At the same time, Chinese investors have also been a key partner for Latin American nations looking to take their commodity-driven economies further downstream. The country has become a big spender in Latin America and the Caribbean, investing $187.5 billion in between 2003 and 2022 in industries such as energy, transport and mining, according to a report from the Inter-American Dialogue.

Though Chinese spending in the region has slowed of late, investments have continued in key industries. Industrial and Commercial Bank of China has grown in Argentina. In Brazil, electric car juggernaut BYD Co. is building its first factory outside Asia, and is planning to announce another in Mexico by year-end. In Chile, BYD and Tsingshan are developing lithium cathode factories. Since 2005, China Development Bank and China-Export Import Bank have provided $136 billion in loan commitments to the region. 

With the recently imposed tariffs, Latin American nations may be betting that China is now so entrenched in the region that Beijing won’t engage in reprisals. President Xi Jinping is expected to make his first trip to South America in five years, for the APEC and G-20 leaders’ summits, putting renewed focus on relationships in the region.

In addition, while the amount of Chinese steel entering Latin America is significant for the region and harmful for local mills, it’s about 1% of the billion metric tons that Chinese mills churn out each year. That may minimize the risk of irking Beijing.  

“These countries potentially have more leverage than they have in the past because they are more critical as a destination for a lot of these goods,” said Myers. “That said, they’re still hugely dependent on China. So everybody’s going to be walking this fine line.”
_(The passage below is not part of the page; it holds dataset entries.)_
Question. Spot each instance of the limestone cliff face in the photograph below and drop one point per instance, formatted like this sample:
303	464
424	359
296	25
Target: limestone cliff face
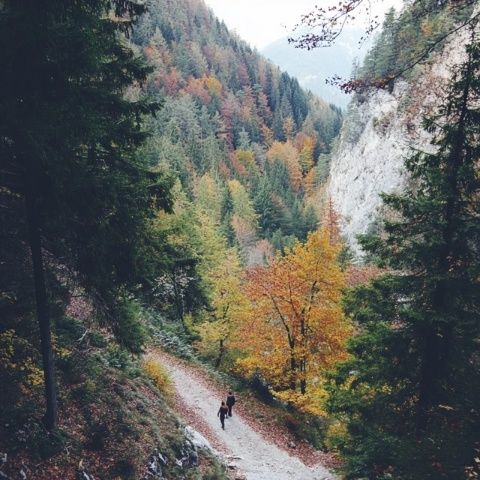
380	129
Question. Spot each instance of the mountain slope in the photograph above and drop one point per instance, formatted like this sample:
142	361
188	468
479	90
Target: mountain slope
228	116
314	67
380	128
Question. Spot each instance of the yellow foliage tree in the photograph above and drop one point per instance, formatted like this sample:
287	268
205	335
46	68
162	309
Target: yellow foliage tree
294	329
228	303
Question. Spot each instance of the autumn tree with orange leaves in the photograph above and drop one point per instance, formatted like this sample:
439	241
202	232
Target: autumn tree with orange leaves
294	329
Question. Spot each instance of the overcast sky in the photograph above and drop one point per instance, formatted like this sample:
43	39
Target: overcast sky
261	22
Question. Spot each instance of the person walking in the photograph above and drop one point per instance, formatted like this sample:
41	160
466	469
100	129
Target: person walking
230	402
222	413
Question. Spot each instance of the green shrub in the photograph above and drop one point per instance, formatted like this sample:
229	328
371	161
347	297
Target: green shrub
128	327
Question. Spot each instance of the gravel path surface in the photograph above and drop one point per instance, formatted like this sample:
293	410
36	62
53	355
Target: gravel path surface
253	456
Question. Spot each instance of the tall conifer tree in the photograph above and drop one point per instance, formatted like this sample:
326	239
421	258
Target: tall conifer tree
410	394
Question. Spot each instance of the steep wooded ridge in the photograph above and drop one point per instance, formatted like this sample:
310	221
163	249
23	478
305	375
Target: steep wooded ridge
382	126
229	115
128	237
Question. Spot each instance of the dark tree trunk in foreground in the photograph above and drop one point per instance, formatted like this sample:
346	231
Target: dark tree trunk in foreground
43	317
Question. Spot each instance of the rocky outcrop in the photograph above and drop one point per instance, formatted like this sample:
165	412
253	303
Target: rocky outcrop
380	130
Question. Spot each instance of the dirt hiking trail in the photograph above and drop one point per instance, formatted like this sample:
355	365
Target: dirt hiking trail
249	454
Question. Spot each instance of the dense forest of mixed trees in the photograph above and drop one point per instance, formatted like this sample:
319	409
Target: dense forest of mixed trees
159	178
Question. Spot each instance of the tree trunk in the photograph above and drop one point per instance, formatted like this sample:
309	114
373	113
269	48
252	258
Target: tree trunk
43	317
221	351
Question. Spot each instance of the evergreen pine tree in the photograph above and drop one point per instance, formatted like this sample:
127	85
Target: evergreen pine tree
68	138
410	394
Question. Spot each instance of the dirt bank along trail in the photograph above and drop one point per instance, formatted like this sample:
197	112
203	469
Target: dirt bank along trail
252	454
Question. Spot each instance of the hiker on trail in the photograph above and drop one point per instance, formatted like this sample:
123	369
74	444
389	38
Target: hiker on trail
222	413
230	403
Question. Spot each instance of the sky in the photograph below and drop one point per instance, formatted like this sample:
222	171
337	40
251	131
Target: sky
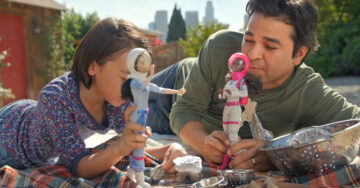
142	12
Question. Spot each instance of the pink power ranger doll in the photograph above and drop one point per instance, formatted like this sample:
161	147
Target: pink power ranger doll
236	94
137	89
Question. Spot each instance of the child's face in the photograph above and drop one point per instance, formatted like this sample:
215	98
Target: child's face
110	77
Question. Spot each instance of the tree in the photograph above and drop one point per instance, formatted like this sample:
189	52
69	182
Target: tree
61	40
177	28
196	37
339	37
4	93
75	26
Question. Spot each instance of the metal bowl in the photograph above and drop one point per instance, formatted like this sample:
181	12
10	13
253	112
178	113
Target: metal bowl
216	181
315	149
235	177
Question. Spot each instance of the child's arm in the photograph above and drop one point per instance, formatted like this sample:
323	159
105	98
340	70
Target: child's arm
96	164
157	89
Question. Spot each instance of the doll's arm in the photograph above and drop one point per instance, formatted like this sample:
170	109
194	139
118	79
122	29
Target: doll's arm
151	74
242	92
157	89
173	91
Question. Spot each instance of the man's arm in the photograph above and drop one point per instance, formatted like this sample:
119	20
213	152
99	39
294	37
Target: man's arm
193	112
211	147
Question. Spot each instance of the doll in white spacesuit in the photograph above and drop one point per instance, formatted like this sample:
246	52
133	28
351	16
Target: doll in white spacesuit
236	94
137	89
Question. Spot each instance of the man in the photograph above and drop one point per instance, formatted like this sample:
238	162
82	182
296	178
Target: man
279	36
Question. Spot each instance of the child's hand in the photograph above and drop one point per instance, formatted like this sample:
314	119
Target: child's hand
174	150
130	139
182	91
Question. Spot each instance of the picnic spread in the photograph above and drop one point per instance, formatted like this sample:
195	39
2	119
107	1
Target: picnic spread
60	176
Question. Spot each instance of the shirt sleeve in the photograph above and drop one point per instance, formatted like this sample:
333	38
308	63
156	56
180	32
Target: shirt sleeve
205	79
155	88
61	126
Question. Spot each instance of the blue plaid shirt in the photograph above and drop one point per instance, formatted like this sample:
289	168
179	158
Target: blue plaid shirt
35	133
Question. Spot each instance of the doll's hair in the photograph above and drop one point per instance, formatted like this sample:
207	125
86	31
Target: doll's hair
103	42
126	91
252	81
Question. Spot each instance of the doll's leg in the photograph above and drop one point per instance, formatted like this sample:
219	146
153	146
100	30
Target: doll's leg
235	118
140	180
137	160
160	104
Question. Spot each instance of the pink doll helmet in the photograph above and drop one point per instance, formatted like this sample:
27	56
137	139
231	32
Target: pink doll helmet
239	74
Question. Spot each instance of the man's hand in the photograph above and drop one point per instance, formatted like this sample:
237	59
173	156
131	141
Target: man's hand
252	158
215	146
174	150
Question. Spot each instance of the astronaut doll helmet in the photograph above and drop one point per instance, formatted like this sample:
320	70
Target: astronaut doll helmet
138	71
238	65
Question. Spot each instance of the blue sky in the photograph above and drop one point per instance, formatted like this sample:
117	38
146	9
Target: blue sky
142	12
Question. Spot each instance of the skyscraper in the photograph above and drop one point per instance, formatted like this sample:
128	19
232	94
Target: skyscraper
209	13
151	26
191	18
161	24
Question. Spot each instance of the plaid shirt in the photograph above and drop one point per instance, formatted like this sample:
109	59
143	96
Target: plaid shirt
35	133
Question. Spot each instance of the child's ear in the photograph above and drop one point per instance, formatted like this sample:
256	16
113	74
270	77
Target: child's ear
92	68
300	55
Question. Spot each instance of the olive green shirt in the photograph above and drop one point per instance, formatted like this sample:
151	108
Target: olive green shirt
302	100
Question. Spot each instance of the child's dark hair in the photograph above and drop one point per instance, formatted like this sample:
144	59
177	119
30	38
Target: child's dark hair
126	93
252	81
102	42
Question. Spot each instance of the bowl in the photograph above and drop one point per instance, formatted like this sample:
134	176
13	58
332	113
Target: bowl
236	177
216	181
315	149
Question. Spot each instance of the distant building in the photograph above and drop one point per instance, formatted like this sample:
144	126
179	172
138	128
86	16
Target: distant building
151	26
191	18
161	24
246	19
209	13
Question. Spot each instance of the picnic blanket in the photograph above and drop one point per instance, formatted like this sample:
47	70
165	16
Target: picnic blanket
60	176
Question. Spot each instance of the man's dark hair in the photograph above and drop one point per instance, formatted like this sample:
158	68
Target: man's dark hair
103	42
301	14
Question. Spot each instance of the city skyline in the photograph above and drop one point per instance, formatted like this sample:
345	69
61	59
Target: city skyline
142	12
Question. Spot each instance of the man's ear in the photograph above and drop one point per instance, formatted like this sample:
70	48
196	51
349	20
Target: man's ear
93	68
300	55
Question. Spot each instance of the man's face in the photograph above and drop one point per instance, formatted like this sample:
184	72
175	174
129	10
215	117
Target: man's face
268	44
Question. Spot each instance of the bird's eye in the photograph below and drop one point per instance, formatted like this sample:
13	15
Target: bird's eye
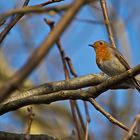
101	43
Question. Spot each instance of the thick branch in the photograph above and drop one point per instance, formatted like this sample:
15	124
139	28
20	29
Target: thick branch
69	94
13	136
40	52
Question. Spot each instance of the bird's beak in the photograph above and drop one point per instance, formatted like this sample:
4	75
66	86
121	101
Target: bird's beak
91	45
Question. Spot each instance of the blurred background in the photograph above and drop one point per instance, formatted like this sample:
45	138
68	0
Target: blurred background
86	28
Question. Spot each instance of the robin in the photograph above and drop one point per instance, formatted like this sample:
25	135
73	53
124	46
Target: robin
111	62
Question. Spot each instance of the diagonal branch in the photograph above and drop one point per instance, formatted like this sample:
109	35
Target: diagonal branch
40	52
68	94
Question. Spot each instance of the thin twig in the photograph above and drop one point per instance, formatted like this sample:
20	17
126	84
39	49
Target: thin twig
67	76
30	121
12	23
19	16
131	132
107	22
85	104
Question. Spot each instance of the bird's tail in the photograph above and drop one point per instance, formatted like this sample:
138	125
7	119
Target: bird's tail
137	85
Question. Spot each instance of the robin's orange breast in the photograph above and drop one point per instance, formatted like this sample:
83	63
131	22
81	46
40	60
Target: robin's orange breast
103	54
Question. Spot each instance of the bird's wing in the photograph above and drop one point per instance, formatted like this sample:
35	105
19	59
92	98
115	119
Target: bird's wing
120	57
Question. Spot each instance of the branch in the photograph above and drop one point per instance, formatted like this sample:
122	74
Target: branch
19	16
130	135
92	92
40	52
13	136
107	22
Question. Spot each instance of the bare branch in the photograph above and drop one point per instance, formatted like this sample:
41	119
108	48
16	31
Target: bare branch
40	52
92	92
107	22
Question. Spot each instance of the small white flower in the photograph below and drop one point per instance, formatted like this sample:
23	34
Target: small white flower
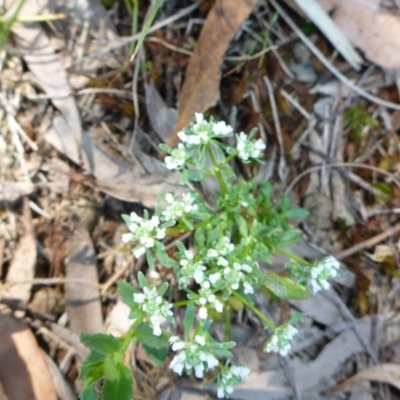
199	118
324	270
177	209
200	339
176	343
177	158
222	129
203	313
249	148
192	355
214	277
211	253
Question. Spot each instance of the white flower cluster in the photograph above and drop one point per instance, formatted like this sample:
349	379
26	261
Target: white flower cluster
177	209
280	341
193	355
143	230
154	306
202	131
190	270
229	378
177	158
207	297
248	148
317	276
324	270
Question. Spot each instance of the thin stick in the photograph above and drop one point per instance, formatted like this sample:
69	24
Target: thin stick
328	64
369	242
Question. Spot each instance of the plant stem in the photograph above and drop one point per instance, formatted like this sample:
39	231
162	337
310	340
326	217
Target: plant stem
217	171
294	257
227	324
181	303
129	336
254	309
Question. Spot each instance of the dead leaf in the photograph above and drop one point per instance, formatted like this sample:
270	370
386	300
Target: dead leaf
82	301
116	177
12	191
200	90
46	65
23	264
162	118
381	252
23	371
376	34
385	373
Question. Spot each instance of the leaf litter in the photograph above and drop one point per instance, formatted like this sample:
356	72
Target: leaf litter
70	155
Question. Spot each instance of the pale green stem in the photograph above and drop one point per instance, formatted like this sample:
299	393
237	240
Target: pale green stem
217	170
294	257
254	309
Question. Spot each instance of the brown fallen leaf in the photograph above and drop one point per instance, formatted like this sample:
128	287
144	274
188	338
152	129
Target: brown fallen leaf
385	373
22	266
12	191
114	176
201	87
45	63
82	301
23	371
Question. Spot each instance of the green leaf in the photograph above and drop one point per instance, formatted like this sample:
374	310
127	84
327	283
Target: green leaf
164	147
111	371
184	177
190	314
296	213
196	176
142	280
150	260
88	393
199	238
163	289
144	334
126	292
296	318
285	288
164	259
188	224
157	355
100	342
242	224
92	366
213	236
120	389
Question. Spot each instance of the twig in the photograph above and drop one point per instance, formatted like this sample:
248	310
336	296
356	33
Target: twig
369	242
337	301
328	64
134	38
288	371
282	160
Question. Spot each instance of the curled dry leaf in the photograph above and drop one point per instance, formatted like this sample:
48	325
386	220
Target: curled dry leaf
12	191
82	300
116	177
201	87
385	373
22	266
23	371
46	65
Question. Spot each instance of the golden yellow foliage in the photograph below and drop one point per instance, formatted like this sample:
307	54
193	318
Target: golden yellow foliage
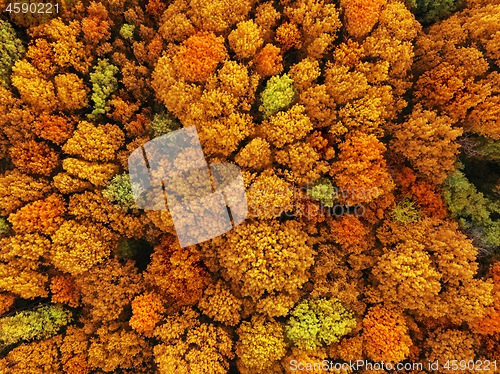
34	89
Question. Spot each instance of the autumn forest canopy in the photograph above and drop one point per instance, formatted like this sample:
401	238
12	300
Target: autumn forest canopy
388	106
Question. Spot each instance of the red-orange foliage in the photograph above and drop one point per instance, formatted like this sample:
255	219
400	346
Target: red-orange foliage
34	157
385	335
177	272
268	61
43	216
52	127
64	290
147	310
199	56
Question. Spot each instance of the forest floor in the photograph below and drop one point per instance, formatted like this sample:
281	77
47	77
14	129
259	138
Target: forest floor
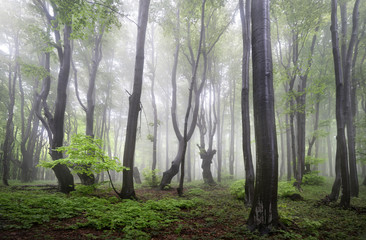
37	211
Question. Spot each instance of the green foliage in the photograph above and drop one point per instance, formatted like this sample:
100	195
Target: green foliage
151	177
85	16
25	209
210	212
286	188
196	192
85	155
237	189
313	161
313	179
150	137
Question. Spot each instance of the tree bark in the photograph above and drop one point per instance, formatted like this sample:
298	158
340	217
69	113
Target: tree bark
264	215
187	133
341	153
245	15
128	191
9	130
347	64
153	103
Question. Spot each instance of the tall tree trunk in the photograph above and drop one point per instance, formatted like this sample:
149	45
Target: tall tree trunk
153	102
347	64
187	133
264	215
313	139
301	115
65	179
128	190
219	133
54	124
341	153
232	128
245	15
9	130
282	167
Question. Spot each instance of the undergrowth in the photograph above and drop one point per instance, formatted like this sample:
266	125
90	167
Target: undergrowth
205	212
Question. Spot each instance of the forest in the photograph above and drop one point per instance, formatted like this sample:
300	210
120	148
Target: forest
183	119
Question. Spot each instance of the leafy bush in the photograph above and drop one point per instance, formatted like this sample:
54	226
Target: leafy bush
237	189
313	179
85	156
151	177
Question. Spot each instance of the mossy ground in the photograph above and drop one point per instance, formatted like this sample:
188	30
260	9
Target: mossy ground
204	212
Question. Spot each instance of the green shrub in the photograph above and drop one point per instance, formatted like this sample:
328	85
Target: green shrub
313	179
237	189
151	177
For Latin America’s steel-making nations, the levies still aren’t a perfect solution.

For example, the new stiff tariffs in Chile will push up costs in the all-important mining industry that uses steel balls to grind down ore.

“There is a need to show a response to the dilemmas caused by economic globalization,” said Francisco Urdinez, director of Nucleo Milenio Iclac, a Chile-based think tank that studies Sino-Latin American relations. “But it’s not a fundamental solution. It’s just a band-aid that ends up generating redistribution from consumers to producers.”

Then of course, there’s the issue of steel dumping, the practice of selling the product for far less than local competitors. Raising tariffs won’t be enough to stop it in Brazil, said Humberto Barbato, who heads the nation’s electronics industry association, Abinee, a significant steel consumer. Instead, the government should prioritize the purchase of products with local content, he said. “The Chinese have a lot of flexibility to change the price.”

Though top Brazilian steelmaker Gerdau applauded the country’s new tariff-rate quota, CEO Gustavo Werneck warned it wouldn’t solve the long-term problem of competitiveness in the local industry such as the high cost of energy. 

“China is going to make exports a major source of finance” for the country’s transition from industrialization to a more consumption-driven economy, Werneck told journalists at a press conference. 

In all, Latin America’s steel protections are much more limited than the tariffs former President Donald Trump implemented during his administration. That only makes it more likely that China may simply try to defend the cases in the World Trade Organization, according to University of Queensland Associate Professor Scott Waldron. 

“Any counter-measures will be limited,” said Beddor. 

Already, he said, officials have “started to curb steel production, and that is likely to be the primary focus going forward, rather than how to retaliate against upset trade partners.”